A member of Texas A&M’s faculty since 2010, Dr. Choi’s interests include transportation informatics and infrastructure construction engineering & management. His work investigates unique building challenges facing state transportation agencies and the business sector as well as the use of information science and technology and modeling to improve the efficiency and sustainability of the U.S. transportation system.
- Outstanding Reviewer of 2013, 2014, and 2015
− by the Journal of Construction Engineering and Management published by the American Society of Civil Engineers (ASCE)
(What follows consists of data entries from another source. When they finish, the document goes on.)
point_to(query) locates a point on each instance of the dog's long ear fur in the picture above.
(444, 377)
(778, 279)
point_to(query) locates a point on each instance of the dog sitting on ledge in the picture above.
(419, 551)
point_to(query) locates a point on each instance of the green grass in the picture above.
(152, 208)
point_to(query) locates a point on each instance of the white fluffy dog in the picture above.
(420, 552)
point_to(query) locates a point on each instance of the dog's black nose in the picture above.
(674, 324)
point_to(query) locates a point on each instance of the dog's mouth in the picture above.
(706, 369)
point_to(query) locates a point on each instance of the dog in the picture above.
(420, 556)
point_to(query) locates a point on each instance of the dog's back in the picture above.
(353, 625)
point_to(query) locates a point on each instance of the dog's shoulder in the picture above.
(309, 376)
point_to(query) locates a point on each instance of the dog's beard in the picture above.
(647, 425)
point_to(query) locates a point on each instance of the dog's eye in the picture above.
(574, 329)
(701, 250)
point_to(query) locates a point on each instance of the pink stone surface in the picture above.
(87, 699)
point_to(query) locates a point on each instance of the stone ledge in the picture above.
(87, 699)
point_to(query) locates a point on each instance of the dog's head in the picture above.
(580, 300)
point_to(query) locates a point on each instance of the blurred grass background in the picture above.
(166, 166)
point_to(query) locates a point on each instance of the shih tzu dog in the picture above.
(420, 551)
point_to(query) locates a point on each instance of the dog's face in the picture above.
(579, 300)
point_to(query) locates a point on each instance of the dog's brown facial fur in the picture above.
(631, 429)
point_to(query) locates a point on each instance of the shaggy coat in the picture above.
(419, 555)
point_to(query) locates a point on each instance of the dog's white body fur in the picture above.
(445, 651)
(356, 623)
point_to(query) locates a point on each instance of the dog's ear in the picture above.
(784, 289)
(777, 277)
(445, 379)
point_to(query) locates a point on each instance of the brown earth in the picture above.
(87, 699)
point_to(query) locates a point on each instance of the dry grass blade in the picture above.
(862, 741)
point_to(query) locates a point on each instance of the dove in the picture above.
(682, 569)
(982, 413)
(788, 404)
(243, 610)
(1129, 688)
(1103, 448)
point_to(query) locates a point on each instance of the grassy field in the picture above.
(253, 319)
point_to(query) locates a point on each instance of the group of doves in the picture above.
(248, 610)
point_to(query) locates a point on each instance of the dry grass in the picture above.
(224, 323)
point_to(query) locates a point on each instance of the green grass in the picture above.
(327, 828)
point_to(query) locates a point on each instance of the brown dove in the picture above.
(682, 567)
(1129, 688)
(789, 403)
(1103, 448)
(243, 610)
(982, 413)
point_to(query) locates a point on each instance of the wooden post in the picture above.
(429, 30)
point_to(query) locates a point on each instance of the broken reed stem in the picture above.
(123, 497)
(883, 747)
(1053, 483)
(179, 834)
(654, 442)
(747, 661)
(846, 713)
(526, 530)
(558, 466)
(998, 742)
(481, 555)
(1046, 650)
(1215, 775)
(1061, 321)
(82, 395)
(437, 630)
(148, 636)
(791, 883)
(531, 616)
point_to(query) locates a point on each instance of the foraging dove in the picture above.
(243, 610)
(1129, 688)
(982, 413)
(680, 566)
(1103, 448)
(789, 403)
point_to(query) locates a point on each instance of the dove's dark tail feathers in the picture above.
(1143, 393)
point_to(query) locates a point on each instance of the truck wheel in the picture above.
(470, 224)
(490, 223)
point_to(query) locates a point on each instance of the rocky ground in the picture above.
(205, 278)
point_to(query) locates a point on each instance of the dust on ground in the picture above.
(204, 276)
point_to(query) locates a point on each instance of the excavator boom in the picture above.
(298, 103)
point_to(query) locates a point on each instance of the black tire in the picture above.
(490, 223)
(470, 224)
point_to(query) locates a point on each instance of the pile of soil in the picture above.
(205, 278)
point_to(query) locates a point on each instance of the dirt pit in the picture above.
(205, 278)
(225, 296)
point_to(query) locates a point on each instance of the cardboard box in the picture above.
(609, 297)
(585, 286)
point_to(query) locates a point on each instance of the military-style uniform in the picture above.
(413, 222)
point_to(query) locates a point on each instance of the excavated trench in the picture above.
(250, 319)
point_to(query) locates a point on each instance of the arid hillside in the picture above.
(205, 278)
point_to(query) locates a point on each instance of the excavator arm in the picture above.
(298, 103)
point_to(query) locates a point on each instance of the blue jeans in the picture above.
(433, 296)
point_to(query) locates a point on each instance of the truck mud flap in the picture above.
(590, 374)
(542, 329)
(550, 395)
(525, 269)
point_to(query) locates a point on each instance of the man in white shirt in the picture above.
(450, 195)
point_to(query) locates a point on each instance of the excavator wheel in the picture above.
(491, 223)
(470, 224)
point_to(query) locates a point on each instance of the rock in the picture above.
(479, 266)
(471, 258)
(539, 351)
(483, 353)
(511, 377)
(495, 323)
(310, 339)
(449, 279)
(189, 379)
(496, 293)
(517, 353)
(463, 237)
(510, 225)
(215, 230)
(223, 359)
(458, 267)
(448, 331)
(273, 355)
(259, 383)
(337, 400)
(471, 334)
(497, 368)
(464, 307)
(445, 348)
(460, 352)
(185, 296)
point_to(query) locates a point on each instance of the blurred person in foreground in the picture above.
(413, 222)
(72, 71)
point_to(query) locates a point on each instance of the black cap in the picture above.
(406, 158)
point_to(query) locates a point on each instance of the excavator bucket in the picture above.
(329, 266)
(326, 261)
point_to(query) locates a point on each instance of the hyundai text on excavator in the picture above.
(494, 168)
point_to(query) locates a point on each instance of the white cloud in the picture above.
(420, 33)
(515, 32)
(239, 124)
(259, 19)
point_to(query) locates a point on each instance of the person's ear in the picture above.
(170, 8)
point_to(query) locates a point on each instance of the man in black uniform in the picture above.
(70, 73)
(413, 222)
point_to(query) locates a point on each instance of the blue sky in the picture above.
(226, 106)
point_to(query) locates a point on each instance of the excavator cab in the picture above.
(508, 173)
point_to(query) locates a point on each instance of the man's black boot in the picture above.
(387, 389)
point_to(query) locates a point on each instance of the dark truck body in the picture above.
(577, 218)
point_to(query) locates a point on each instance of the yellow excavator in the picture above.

- Flour Educator of the Year Award for 2013 and 2015
− Earned by having the highest teaching evaluation scores and by a vote of the graduating class, sponsored by Flour Corporation
- Montague CTE-Scholars Award, 2013
− Given annually to one tenure-track assistant professor in each college who has demonstrated excellence in undergraduate teaching
"Most of the basic methods and tools for transporting goods and passengers have been around for centuries. Therefore, dramatic progress may be possible by developing groundbreaking decision-support tools or smart systems. For example, advances in transportation informatics that make increased automation possible can result in significantly improved mobility and safety in and between construction work zones." In the area of transportation informatics, he has created, tested, and validated a decision-support model, dubbed “SWAT" (Spatiotemporal Work zone Assessment for Transportation management plan). The SWAT model fully automates and optimizes mobility impact assessments of construction work zones (CWZ) for critical highway infrastructure projects. Once successfully completed, the SWAT model with its novel analytical framework would represent a radical movement forward in the ability of planners to much quickly and efficiently produce accurate CWZ impact assessments for incorporation into transportation management plans. The benefits are in the potential savings of millions of taxpayers’ dollars, and in the development of a reliable method of CWZ impact assessment that would be smarter (producing better mobility, less travel time during lane closures, and less road user cost) and greener (producing less vehicle operating costs and less global warming) than any in existence today.
Dr. Choi's research has been funded by a combination of federal and state funding agencies, including the U.S. Department of Transportation, the National Cooperative Highway Research Program and the Texas Department of Transportation. His work advances existing knowledge and provides practical solutions to the research communities in academia and practitioners in industry. Dr. Choi's research work has also created significant new knowledge in several critical areas, including spatiotemporal data summarization/characterization, construction work zone impacts assessment, alternative technical concepts for accelerating highway rehabilitation, sustainability models for life-cycle assessments and life-cycle cost analysis, etc. His research is ground-breaking and of utmost significance to multiple key areas related to the renewal of nation’s aging transportation infrastructure systems. Dr. Choi’s innovative and imaginative mind has given way to more than 50 original peer-reviewed publications. He joined Texas A&M University as a faculty member in September 2010. He is currently an Associate Professor of the Construction Science Department and the holder of Cecil Windsor Endowed Professorship in Construction Science. He is also an Associate Research Scientist at Texas A&M Transportation Institute. Prior to joining the faculty at Texas A&M University, he was a researcher for five years in the UC Berkeley Institute of Transportation Studies. Dr. Choi earned a Ph.D. in Civil and Environmental Engineering from the University of California at Berkeley in 2008, a Master of Science in Construction Management at Texas A&M and a Bachelor of Engineering at Korea University.